Potter only looked at him, expression unreadable, before Draco let himself slump. There was an unbearable weight in Potter's face, a dreadful sort of understanding that the blonde could not bear. "She'd be fine," he repeated.

She wouldn't be fine. At best, she'd be a second-class citizen. They'd never be allowed to be together. Not when he would be made to marry some pureblood heiress like Pansy. And though he loved her in his own way, it wasn't like that between them.

The one woman he had ever loved, and at worst she would be killed for her parentage. The thought felt like a lead weight in his chest.

Potter leaned back into the desk behind him. "Yes, Draco. She'll be fine the way Hermione would be fine, the way Ron would be fine. The way anyone who can't trace their lineage back fifty generations will be fine."

Draco grit his teeth. "Your point, Potter?"

"My point is, we could use a guy like you. A man on the inside."

"You want me to spy for you," Draco muttered. "But what does it matter? I'm a tool whichever side I chose."

"That's the difference, isn't it?" Potter asked, an infuriating twinkle in his eyes. "You could choose."

And that was the difference, really. The choice. Because he knew he could walk away that night, pretend that Potter had never made him a proposition that could alter the course of the coming war, and no one would ever be the wiser.

Tracey. The freedom to choose, and the ability to save her, is what tipped his hand.

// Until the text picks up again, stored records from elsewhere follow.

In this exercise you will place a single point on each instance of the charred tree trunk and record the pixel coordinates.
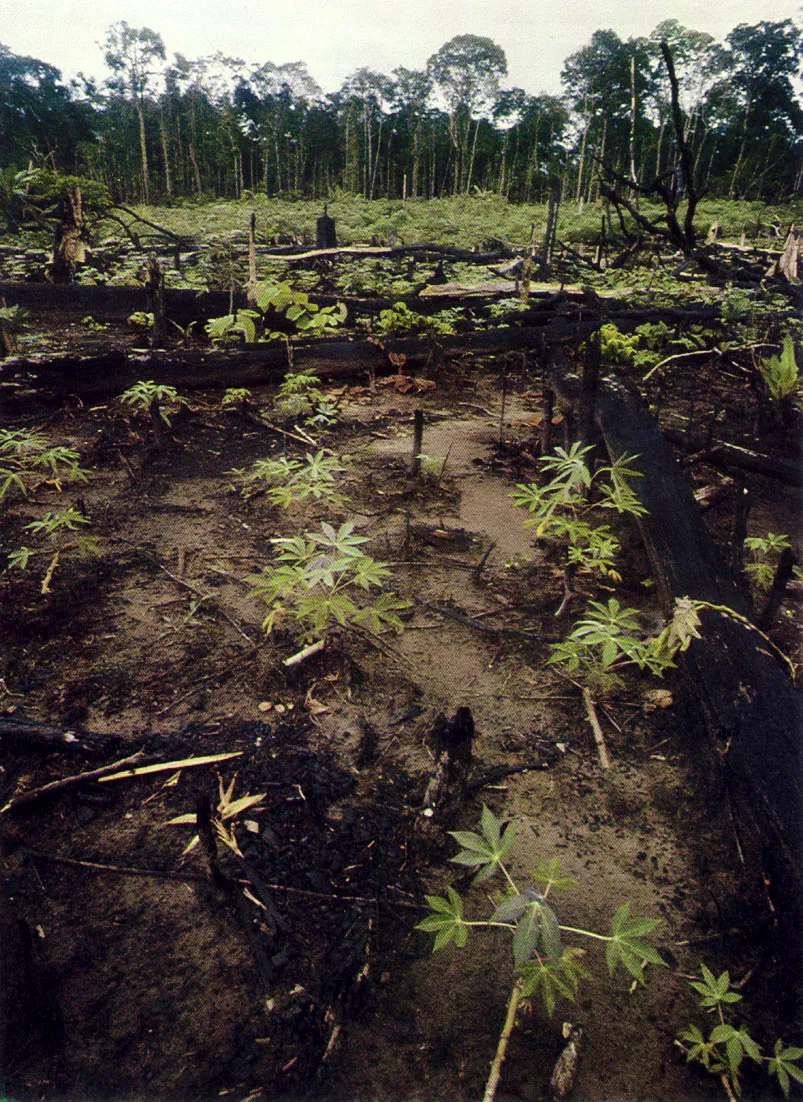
(749, 704)
(154, 298)
(68, 246)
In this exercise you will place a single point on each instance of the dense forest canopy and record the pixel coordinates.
(217, 127)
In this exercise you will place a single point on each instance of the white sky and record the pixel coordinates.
(337, 36)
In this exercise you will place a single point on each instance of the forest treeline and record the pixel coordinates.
(159, 130)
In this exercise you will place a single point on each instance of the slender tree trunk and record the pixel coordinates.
(143, 153)
(632, 117)
(740, 158)
(659, 149)
(583, 149)
(165, 153)
(474, 151)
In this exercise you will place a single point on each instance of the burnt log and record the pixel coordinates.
(108, 374)
(68, 245)
(46, 737)
(727, 456)
(745, 697)
(452, 743)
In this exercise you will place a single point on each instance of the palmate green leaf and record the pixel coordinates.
(780, 373)
(714, 990)
(445, 920)
(552, 979)
(511, 908)
(487, 851)
(627, 946)
(782, 1065)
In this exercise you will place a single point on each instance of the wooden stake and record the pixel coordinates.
(56, 786)
(418, 443)
(598, 736)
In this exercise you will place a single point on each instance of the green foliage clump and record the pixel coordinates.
(764, 551)
(317, 577)
(286, 482)
(542, 963)
(643, 347)
(563, 506)
(26, 455)
(724, 1050)
(609, 638)
(275, 303)
(150, 397)
(300, 395)
(13, 321)
(781, 374)
(399, 320)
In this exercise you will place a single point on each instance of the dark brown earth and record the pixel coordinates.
(136, 970)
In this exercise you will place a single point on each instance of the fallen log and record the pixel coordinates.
(110, 373)
(47, 737)
(727, 456)
(748, 703)
(452, 744)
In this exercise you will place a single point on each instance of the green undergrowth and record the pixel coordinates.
(464, 222)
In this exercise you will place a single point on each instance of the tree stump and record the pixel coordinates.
(325, 236)
(68, 246)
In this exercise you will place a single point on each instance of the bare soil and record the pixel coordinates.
(295, 971)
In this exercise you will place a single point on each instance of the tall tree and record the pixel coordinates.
(766, 61)
(40, 119)
(608, 84)
(466, 72)
(132, 55)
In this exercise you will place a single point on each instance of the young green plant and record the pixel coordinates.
(723, 1052)
(562, 508)
(286, 482)
(541, 962)
(150, 398)
(317, 579)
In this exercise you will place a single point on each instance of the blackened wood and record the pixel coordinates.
(452, 743)
(418, 442)
(734, 456)
(155, 301)
(68, 246)
(50, 738)
(108, 374)
(751, 710)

"Are you with us?" Potter asked, watching the man who had been his enemy since they were eleven. Draco pressed his lips together and clasped Potter's forearm in an old-fashioned, utterly pureblood expression of trust. "To the very end," he said firmly.

"What end, though?" Potter's smile was wild and crooked as he gripped Draco's forearm in return.

"The death of V-Voldemort," he replied, proud that he only stuttered once, "and the dissolution of the Death Eaters."

The other boy's grin seemed to get impossibly wider. "To the very end," he echoed. However involuntary, a smile spread across Draco's face.

A/N: I know, I know. I should be working on IMR. But the whole "love redeems the bad guy" trope is one of my favorites.


	2. Chapter 2

It was over. Potter had done it, pulled the impossible out of a dreadful situation and somehow, Voldemort was dead. People celebrated openly in the streets, flouting the Statute of Secrecy, but Draco couldn't bring himself to care about Ministry bullshit because _oh, Merlin, they found her. _

He'd thought that she'd be alright, going back to Hogwarts for that final year. She was a halfblood but she was also Slytherin, she was part of their House which had meant something. Or so he had thought, until he received one last, frantic letter from her.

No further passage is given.